In subsequent blog posts I will give you some examples of what you can do with this information and how you can use the API to not only retrieve information, but also send commands to automate processes too!

I hope you found this blog post useful and questions or comments let me know. Happy scripting,


  1. Hi Josh, got inspired by your series of Zerto automation posts to script some of the work I do. I figured I’d start with something simple, like listing VPG configuration.

    PowerShell cmdlets seems to be capable of only listing VPG names, so I went down the REST API path. I can successfully retrieve the VPG configuration object, but most of the settings I’m looking for seems to be empty, such as recovery/test failover networks, recovery/test failover IPs etc.

    More specifically I get nil for network identifiers “” and empty VM NIC nodes “”. Could that be related to the fact that I have a Zerto to AWS scenario?

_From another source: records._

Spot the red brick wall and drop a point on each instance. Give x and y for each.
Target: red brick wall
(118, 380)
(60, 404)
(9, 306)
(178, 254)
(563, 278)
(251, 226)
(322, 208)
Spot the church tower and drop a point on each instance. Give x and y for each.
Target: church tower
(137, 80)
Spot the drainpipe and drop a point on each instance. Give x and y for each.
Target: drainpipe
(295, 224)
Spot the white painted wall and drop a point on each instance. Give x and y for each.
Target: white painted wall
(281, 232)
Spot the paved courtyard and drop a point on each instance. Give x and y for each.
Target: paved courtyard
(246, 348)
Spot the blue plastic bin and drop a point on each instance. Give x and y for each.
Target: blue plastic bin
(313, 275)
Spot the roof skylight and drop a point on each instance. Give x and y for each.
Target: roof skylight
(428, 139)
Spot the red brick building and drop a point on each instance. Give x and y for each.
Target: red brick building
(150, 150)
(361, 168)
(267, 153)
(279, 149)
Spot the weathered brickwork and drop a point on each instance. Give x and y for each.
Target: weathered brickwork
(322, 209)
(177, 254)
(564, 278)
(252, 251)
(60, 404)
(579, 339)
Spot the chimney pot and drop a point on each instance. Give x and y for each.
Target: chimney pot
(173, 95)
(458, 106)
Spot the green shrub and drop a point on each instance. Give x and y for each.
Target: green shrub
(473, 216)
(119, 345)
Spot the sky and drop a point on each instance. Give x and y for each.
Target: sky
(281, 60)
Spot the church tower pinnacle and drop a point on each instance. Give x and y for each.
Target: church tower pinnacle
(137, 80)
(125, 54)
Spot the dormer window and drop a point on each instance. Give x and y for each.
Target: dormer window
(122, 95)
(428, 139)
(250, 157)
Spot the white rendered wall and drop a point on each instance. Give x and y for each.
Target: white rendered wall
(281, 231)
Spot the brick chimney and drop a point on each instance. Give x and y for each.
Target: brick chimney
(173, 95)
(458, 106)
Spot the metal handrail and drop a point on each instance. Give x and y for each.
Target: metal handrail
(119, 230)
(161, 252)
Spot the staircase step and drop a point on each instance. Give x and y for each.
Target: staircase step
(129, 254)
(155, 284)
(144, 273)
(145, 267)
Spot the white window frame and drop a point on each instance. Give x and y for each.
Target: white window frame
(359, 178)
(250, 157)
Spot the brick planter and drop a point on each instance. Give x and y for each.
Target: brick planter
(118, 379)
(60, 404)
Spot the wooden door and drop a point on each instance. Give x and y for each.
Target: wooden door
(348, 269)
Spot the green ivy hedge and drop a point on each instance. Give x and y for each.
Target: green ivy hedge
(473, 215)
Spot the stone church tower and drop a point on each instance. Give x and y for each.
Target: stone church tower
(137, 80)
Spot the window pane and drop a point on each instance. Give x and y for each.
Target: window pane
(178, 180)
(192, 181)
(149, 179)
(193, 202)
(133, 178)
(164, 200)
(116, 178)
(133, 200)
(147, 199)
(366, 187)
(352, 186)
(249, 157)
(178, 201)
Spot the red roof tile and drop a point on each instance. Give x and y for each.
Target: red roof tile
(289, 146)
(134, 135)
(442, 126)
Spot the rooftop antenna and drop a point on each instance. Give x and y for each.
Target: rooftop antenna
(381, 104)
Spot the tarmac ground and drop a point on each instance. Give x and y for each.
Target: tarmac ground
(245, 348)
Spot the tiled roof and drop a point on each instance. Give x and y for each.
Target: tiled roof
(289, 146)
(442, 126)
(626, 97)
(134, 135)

    • Hey Nik! So you are trying to get all the settings of a VPG using the manage VPG API and not getting anything for your VMs replicating to AWS? This is what it sounds like to me and if so, you actually found the limit of manage VPG API itself. Right now (as of ZVR 5.0 U2) it only supports vSphere to vSphere VMs. It doesn’t support Hyper-V, AWS or Azure unfortunately. Hopefully, they will fix it soon and I’d encourage you to raise it with your Zerto SE to help build the priority. I can moan about it all day long, which I do, but we need groundswell.